Futorologia, já dizia Celso de Barros, é um exercício fundamental pra qualquer eleitor: no fundo, a gente acaba escolhendo um candidato ao invés do outro, porque criamos um futuro no qual seus feitos serão mais proveitosos, individual ou socialmente, do que os do seu adversário. Mas futurologia é uma coisa, o que este vídeo faz é outra completamente diferente.
Chamá-lo de grotesco é pouco. Talvez ele sequer merecesse isso. Uma coisa dessas deveria ser relegada ao limbo virtual. Mas eu não consigo fazê-lo. Não consigo por um motivo muito simples: na minha opinião, ele dá a verdadeira dimensão do conjunto de críticas de uma certa direita que se quer ilustrada e moderna aos oito anos do governo Lula.
Quer dizer, se lermos, isoladamente, os editoriais da Folha e do Estadão – salvo algumas boas exceções –, a Veja, Demétrio Magnoli, Reinaldo Azevedo, Diogo Mainardi, Rodrigo Constantino, etc., etc., etc., temos, claro, uma boa idéia da pobreza intelectual e moral de uma parte da imprensa brasileira. Mas, agora, depois de ter assistido àquele vídeo, tenho uma noção mais clara do tipo de narrativa sórdida que estava sendo montada na minha cara, dia após dia, sem que eu me desse conta de qual é a imagem do país que o público consumidor desses meios tem na cabeça.

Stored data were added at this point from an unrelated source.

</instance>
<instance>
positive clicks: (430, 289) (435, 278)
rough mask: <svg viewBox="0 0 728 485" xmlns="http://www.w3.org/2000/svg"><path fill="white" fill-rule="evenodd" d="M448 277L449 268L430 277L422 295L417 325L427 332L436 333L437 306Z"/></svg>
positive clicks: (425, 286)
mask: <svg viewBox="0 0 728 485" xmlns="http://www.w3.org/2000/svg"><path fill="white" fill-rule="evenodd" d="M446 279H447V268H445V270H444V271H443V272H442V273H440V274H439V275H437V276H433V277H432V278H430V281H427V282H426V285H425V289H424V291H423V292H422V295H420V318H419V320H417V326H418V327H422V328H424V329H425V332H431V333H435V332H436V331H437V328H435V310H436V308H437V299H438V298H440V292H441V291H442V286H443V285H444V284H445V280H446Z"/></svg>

E o que mais me incomoda, e me amedronta, é exatamente isso: sou um leitor relativamente assíduo daquela récua de intelectuais, mas não tinha a mínima noção do estrago que estava sendo feito.
Um exemplo que, noutro contexto, me passaria somente como mais uma dessas besteira, é o último post de Rodrigo Constantino, um economista liberal cujo blogue é acessado por mais de 60 mil pessoas por mês.
Pois bem, lá ele narra um debate de que participou na PUC-RJ, convidado que foi pela juventude do DEM-PSDB para defender a candidatura de Serra. (Um candidato de quem ele não é muito fã, porque é de esquerda demais para ele!) Segundo a Folha, seu discurso agressivo, que nada mais é do que uma coleção de idiotices – a democracia brasileira corre perigo, pois, para Lula, a Venezuela é o modelo a ser seguido; Serra representa a defesa das liberdades individuais; o MST é uma “favela rural”, etc. –, conquistou a maioria dos jovens estudantes. A conseqüência a gente percebe no depoimento solipsista que Karynna Fracosi, uma estudante de Administração da PUC-RJ, dá à Folha: “Não sei que popularidade é essa que eles dizem que o Lula tem. Eles chegaram aqui, num lugar de pessoas esclarecidas, e viram que a maioria não está com eles”.
Talvez seja simplesmente paranóia, mas o problema é que o que antes seria simplesmente risível ganha uma nova dimensão depois de ver aquele vídeo: esse tipo de discurso, que deslegitima um governo democraticamente eleito, acaba por criar a sensação de que o Estado foi assaltado por uma horda de metalúrgicos barbados e suas marionetes. Assim, se um dos pilares da democracia liberal – na verdade, seu ponto de origem – está na noção de que, e aqui cito um cara que gosto muito de ler, Vladimir Safatle, “toda ação contra o Estado ilegal é uma ação legal”, estamos a um passo de que isto e isto sejam vistos apenas como a reação necessária da parcela “esclarecida” da sociedade contra a ditadura dos petralhas.
E depois ainda tem idiota me dizendo que Lula é o culpado pelo clima tenso dessas eleições.